February 05, 2020
Russia and Turkey on collision course
Russia and Turkey have both big geopolitical ambitions in the Middle East and North Africa, but their relationship is far from straightforward and in danger of turning sour. On opposite sides of the conflicts in both Syria and Libya, they have worked together to de-escalate the situation in Syria and to initiate peace talks in Libya.
But their relationship took a hit in Idlib, the last battlefield of Syria's civil war. An attack by Russian-backed Syrian government forces killed eight Turkish civil and military personnel on Monday. Turkey in return killed at least 13 Syrian soldiers and has also sent an armoured convoy over the border into Syria.
Rather than the agreed de-escalation in the region we are seeing the opposite. Russian-backed air strikes accelerated since December, with bombardment of hospitals, markets and schools. About 3m people are living in this province, 400,000 already fled towards the Turkish border. This is another threat to Recep Tayyip Erdogan, who seeks to send back some of the 3.6m refugees Turkey is currently hosting, to be resettled in the occupied zone in north-east Syria.
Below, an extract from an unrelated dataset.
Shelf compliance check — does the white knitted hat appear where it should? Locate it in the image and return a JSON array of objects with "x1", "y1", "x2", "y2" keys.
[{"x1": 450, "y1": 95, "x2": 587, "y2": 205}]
A spat between Russia and Turkey may seem trivial compared with the unfolding human tragedy, but it would have serious consequences for the region, writes David Gardener in the FT. After the US retreated from Syria and the Europeans scrambled for the exit too, Russia emerged as the new ally for Turkey. But their goals are not aligned. Russia simply wants to be known as the superpower in the region, and for this it needs the Assad regime to remain intact. Erdogan pursues a neo-Ottoman agenda of re-establishing Turkish glory and controlling land well beyond its current borders. This is a constant threat to its neighbouring countries. This may remain fantasy but, its strategy in Syria is real. Turkey wants to fight the Syrian Kurds with supposed links to the PKK, and is driving them into the arms of the Assad regime to the benefit of the Russians. Turkey also wants to stem the flood of Syrian refugees. The deal with Russia to allow Turkey to enter Syria's north-east to establish a 50km buffer zone was part of this effort. How far will these tensions reverberate through the region? Erdogan said that Russia and Turkey should resolve their issues without anger. Turkey can hardly afford to confront Russia. But Russia can push back easily by pointing out that Turkey that it is not holding its part of the deal in Idlib.